Internet access in China is also on the rise, as is the number of game-savvy Web users. And while a few major Internet service providers control a majority of the market (such as Shanda Network, NetEase, and the9.com), the user base is predicted to grow so much that observers believe there is room for new, small companies to prosper, albeit in a more competitive space. "The number of online service providers will increase, as will the number of online games," predicts Chin. "But instead of a dominant market, you'll see a more combative one." Currently, gamers in China have their choice of more than 140 Chinese-language MMORPGs.

Chin emphasizes that the sector will continue to offer an upside for the newbie developer. "The market has the mass to absorb [new products]." Bell agrees, telling GameSpot even a small share of the Chinese market could provide a noticeable spike in his company's bottom line.

The temptations are many, but the road into China isn’t exactly a downhill glide.

By far, the biggest impediment to entering the Chinese market comes in the form of determining what is appropriate and compelling content for the Chinese gamer. "The most challenging factors are questions of game design and business relationships," says Mark Jacobs, president and CEO of Mythic Entertainment, developer of Dark Age of Camelot. "The first hurdle is to somehow create a game here that addresses the needs, wants, and concerns of another market."

Echoing Jacobs' assessment is Joon S. Oh, director of business development at Singapore-based FGOG Pte, Ltd., one of a small number of online service providers licensed by China's Ministry of Culture to do business in the online gaming sector. "Some Chinese gamers are actually uncomfortable with playing Western games," says Oh. One of the reasons Korean game developers have been successful in the Chinese market has to do with what Oh calls "cultural proximity," something that a US-based design team is incapable of offering. "Chinese gamers can relate to the characters better, as they [often] represent ancient Chinese historical characters. The weaponry, swords, and armor have a lot to do with Chinese [history]. Ancient medieval titles such as Legend of Mir I are doing well because the gamers are used to those issues." Other top sellers in China that have come from Korean developers include Mu Online (WebZen), Lineage (NCsoft), and Legend of Mir 2 (Actoz/WeMade).

This shouldn't surprise a sophisticated observer. "The key for US games to break into the Asia markets are similar to what's required in the US--recognizable IP, strong content that appeals to local gamers, and game styles that appeal to the local market," says Bell.

But it's a lesson overlooked by many. Says Mythic's Jacobs: "I believe the shores of Asia will be lined with the corpses of online games whose owners, in their hubris, believed it is simply a matter of doing a great game here and taking it there."
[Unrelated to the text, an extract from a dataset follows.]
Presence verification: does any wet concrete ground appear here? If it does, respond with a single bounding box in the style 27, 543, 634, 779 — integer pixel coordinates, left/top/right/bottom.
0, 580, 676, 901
"From the game design standpoint," continues Jacobs, "if it is difficult here to make a hit game for Western markets--which is a market that most of the North American and European game designers have grown up in, of course--won't it be that much more difficult to create a game for a market that you did not grow up in?"

Noting recently canceled MMOG products and games that have underperformed, Jacobs is obviously skeptical about making a swift killing in Asia. "We can think we know what makes great entertainment here, but in reality, the vast majority of us don't, because if we did, all well-produced books, games, television series, and films would be blockbusters. So, the first hurdle is to somehow create a game here that addresses the needs, wants, and concerns of another market."

Says Chin: "For an American-based or English-language-based game to successfully enter the market, the criteria is not based in language, it is based on content. Chinese gamers want something close to their culture."